How to spit the large XML(more than 3GB) using VTD-XML extended

Question

I have to split an xml which is of minimum size of 3GB. We can provide only 1.5GB heap space in 64 bit JVM on Windows OS. I have got example codes all over the Internet using VTDNav only, not with VTDNavHuge. The agenda is to read the above mentioned huge XML and extract a paticular node from it using Xpath and create a new xml with the above extracted content. I am always getting OutOfMemomry exception, though it was mentioned that we can process upto 256GB file also using VTD extended. That is using VTDNavHuge. Please help me with sample code to complete the above mention task under provided development environment. >3GB size file and 1.5GB heap space. I am trying to use memory mapped mode while parsing the file with VTD XML extended.

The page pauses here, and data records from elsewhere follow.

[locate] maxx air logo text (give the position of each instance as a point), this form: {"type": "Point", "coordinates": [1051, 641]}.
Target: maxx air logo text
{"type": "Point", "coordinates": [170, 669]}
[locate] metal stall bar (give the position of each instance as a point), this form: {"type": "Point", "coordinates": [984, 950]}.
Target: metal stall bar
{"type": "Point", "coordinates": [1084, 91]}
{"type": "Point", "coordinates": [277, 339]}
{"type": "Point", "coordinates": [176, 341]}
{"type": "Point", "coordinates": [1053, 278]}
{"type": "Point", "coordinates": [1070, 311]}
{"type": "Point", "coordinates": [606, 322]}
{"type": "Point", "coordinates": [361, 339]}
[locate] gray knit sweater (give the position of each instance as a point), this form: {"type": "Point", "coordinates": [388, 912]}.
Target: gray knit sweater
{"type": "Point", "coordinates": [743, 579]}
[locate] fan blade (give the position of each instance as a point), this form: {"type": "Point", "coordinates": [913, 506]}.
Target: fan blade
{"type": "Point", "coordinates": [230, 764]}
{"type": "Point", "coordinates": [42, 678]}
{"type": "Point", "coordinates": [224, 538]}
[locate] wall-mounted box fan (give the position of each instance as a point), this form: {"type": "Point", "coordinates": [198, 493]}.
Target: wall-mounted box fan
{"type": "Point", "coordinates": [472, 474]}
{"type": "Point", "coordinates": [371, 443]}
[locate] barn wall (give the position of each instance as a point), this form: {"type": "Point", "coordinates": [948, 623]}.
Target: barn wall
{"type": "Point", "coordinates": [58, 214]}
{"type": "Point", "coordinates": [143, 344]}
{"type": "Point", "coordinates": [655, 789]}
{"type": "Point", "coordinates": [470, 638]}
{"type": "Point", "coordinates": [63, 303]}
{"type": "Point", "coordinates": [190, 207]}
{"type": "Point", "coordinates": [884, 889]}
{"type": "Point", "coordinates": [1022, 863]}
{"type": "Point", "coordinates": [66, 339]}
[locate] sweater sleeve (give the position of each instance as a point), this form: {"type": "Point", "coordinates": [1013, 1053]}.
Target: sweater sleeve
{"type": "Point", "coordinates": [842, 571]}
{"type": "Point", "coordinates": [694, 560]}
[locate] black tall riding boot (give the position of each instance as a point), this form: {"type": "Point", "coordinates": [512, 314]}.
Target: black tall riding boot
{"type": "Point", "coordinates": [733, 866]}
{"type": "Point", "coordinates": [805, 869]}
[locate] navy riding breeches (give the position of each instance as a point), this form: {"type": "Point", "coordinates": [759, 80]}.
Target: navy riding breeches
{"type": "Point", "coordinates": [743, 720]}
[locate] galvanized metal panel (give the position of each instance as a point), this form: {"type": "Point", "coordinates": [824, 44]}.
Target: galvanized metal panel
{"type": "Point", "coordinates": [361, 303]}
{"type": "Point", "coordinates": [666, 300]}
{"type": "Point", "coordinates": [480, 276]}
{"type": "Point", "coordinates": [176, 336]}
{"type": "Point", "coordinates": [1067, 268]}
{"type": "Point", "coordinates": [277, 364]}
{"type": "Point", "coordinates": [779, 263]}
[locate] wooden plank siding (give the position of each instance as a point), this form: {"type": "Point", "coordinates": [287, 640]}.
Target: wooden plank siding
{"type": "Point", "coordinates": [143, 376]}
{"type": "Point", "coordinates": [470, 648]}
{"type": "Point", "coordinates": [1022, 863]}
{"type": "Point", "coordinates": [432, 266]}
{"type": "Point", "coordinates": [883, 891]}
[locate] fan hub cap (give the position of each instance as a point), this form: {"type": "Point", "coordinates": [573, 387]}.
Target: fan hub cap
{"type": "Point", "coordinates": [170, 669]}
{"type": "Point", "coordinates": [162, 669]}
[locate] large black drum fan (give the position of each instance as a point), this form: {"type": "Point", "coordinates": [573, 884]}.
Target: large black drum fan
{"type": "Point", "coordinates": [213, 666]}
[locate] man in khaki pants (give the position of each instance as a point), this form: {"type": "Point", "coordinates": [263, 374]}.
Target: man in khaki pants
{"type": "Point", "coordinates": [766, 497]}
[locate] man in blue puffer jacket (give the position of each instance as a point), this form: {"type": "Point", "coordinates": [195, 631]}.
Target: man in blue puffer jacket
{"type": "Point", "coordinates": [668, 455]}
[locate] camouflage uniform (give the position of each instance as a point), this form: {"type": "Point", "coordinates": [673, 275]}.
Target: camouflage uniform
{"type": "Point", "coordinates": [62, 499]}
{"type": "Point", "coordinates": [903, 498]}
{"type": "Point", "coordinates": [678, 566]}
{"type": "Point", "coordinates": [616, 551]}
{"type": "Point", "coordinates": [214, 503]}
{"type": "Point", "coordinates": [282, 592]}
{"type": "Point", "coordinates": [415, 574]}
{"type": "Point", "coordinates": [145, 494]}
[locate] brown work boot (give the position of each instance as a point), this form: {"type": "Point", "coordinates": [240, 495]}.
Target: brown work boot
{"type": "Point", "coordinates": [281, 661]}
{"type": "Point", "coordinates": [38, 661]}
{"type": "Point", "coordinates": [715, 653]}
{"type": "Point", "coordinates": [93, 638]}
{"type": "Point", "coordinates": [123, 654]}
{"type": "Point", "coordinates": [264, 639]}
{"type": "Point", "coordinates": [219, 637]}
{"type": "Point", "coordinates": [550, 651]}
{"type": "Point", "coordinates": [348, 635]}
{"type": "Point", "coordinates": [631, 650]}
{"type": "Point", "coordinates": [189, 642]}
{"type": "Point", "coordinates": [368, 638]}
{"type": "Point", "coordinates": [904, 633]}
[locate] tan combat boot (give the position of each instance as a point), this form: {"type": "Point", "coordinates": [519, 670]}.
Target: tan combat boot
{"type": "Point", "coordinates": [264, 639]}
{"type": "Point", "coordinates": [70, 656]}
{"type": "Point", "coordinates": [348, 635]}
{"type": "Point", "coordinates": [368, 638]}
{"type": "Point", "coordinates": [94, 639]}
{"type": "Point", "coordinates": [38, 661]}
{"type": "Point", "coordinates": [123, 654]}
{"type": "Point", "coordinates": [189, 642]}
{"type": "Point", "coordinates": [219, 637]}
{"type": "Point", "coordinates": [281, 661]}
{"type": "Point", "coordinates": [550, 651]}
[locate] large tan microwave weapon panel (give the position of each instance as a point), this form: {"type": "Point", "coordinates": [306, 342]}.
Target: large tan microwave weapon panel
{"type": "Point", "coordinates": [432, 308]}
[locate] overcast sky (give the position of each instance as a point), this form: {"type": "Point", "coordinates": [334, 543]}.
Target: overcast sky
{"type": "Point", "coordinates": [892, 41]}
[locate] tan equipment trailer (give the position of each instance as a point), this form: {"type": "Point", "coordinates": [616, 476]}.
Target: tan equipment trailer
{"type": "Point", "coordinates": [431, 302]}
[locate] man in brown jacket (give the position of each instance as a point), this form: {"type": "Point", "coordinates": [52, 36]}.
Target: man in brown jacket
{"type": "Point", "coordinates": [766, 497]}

Anything that requires loading the document into memory will probably fail with files that big. Look into either coding something based on StAX or STX (Streaming Transformations for XML). I'll leave the actual code up to you. — David Ehrmann, Sep 22 '14 at 15:46
This might point you in the right direction: http://stackoverflow.com/questions/1134189/can-jaxb-parse-large-xml-files-in-chunks — spudone, Sep 22 '14 at 22:04
Can you provide sample xml so i can give it a try on my machine? — vtd-xml-author, Sep 25 '14 at 18:49

score 0 · Accepted Answer · answered Sep 29 '14 at 03:23

0

This is a demonstration of how to use the extended VTD parser to process large XML file. You need 64-bit JVM to take full advantage of extended VTD.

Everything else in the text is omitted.